FIG. 5. Absence of caspase-2 (Casp2) activity confers resistance to ER stress-induced apoptosis. (A) WT MEFs were pretreated with dimethyl sulfoxide (DMSO) or 50 μM z-VDVAD-fmk (a caspase-2 inhibitor) and challenged with 0.25 μg/ml BFA (24 h), (more ...)
Although BID is known to be important in transducing apoptotic signals for several other death stimuli, we are the first to show that it is a critical mediator of ER stress. Loss of BID increases resistance to ER stress, confirming the importance of BID in apoptotic signaling downstream of this organelle. Nonetheless, Bid−/−
cells are not completely resistant to ER stress-induced apoptosis, indicating that BID is not the only signal that can link the ER to the mitochondrial death machinery. Consistent with this finding, depletion of BID from the cytosolic extract of BFA-treated DKO cells only partially reduced the ability of the extract to release cytochrome c
from isolated mitochondria in vitro. Given that ER stress conditions are encountered by the most ancient of eukaryotic organisms, it is not surprising that mammalian cells have evolved several pathways to induce apoptosis once the ER is terminally damaged by misfolded proteins. Indeed, it has recently been reported that another BH3-only protein, BIM, can contribute to apoptotic signaling downstream of ER stress (23
). However, despite finding increased BIM at mitochondria following BFA treatment, we tested our cytosolic extracts from untreated and BFA-treated DKO cells and found that they contained no detectable BIM. Therefore, it is plausible that other BH3-only proteins (in addition to BID and BIM) can signal from the ER to the mitochondria under certain conditions (10
Compared to caspase-8, little is known about the activation and function of caspase-2. A role for caspase-2 is best documented in response to genotoxic stress, where it seems to act upstream of mitochondrial permeabilization (11
). While there have been hints that caspase-2 may be involved in ER stress (3
), we are the first to show that it plays an essential role in this apoptotic pathway and to define its critical target. However, it remains unclear how caspase-2 is activated by ER stress and whether it is downstream of one or more of the stress sensors (IRE1α, ATF6, and PERK) that monitor ER homeostasis. This is a topic we are actively investigating.
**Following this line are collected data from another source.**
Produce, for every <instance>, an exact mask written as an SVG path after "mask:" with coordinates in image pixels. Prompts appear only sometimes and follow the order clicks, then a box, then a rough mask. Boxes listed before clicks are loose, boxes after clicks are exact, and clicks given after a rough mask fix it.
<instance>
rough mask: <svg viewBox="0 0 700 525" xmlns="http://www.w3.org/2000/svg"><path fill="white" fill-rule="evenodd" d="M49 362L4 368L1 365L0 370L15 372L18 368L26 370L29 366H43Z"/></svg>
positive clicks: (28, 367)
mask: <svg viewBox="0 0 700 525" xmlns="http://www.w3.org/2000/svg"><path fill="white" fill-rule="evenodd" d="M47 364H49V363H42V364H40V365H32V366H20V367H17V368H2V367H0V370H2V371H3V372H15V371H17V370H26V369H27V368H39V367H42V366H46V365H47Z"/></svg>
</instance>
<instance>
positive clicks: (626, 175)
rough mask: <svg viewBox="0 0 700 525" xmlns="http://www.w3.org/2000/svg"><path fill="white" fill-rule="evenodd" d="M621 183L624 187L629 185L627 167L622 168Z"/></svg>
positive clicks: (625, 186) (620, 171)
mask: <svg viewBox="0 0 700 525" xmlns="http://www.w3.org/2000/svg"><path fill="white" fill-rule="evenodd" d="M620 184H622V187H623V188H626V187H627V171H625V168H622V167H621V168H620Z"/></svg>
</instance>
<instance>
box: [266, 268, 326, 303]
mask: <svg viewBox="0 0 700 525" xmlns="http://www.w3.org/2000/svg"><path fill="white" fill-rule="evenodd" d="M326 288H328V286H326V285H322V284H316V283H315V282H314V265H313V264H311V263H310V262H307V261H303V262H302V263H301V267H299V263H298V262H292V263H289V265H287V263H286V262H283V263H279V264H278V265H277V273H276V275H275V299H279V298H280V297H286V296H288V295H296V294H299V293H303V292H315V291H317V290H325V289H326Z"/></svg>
Our data offer novel insights into the biochemical links between the ER and the mitochondria during times of ER stress. Given the role of ER stress in the pathogenesis of many prevalent human degenerative disorders, our findings may promote the development of rational antiapoptotic therapeutic strategies to preserve cell viability and function in such diseases.